Las proyecciones científicas del Programa Andaluz de Adaptación al Cambio Climático, elaborado por la Junta de Andalucía, señalan que el municipio almeriense de Vélez-Blanco experimentará uno de los mayores aumentos de temperatura máxima en toda la comunidad autónoma. Se estima un incremento de hasta 5,3 grados a finales de este siglo.
Este dato no significa que Vélez-Blanco se convierta en el lugar más caluroso de Andalucía, sino que será uno de los municipios donde el crecimiento térmico será más acusado en comparación con los valores actuales. Mientras otras zonas ya registran altas temperaturas, el interior norte de Almería sufrirá uno de los cambios más intensos derivados del calentamiento global.

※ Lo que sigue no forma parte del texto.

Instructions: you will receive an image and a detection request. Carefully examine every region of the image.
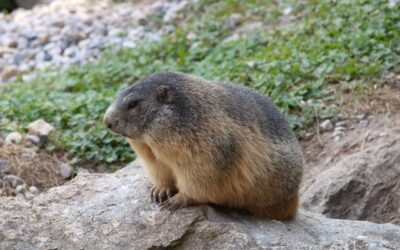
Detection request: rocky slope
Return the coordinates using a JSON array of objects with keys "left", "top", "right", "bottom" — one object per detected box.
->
[
  {"left": 300, "top": 113, "right": 400, "bottom": 224},
  {"left": 0, "top": 162, "right": 400, "bottom": 249},
  {"left": 0, "top": 0, "right": 187, "bottom": 83}
]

El estudio detalla que Vélez-Blanco pasará de un incremento estimado de 0,89 grados en la primera década del siglo a una subida de 5,30 grados entre 2091 y 2100. La evolución será progresiva, con máximas superiores cada década. Este escenario sitúa al municipio junto a otros casos extremos como Úbeda (5,66 grados), Torrecampo (5,59), Colomera (5,57) o Adamuz (5,42).
Contrariamente a lo esperado, la costa de Almería presentará un comportamiento térmico distinto, con aumentos más moderados, generalmente entre dos y tres grados. La cercanía al Mediterráneo actúa como regulador natural, amortiguando las temperaturas, una influencia que disminuye hacia el interior, donde municipios como Vélez-Blanco responden de forma más intensa al cambio climático.
Los científicos aclaran que estas previsiones se refieren a un aumento de la temperatura máxima media, especialmente en primavera y verano, lo que se traducirá en olas de calor más frecuentes y episodios extremos más intensos, aunque seguirán existiendo variaciones anuales y estacionales.
Las consecuencias del incremento de la temperatura afectarán a sectores clave de la provincia. La agricultura del interior afrontará mayor estrés hídrico, aumento de la evaporación y mayores necesidades de riego, siendo los cultivos de secano los más vulnerables. La gestión del agua también cobrará mayor importancia ante la previsible mayor evaporación de embalses y acuíferos.
Los autores del estudio recalcan que estas cifras son un escenario climático basado en modelos científicos sobre la evolución de las emisiones y el calentamiento global, diseñado para que administraciones, empresas y ciudadanos puedan anticiparse a los cambios futuros.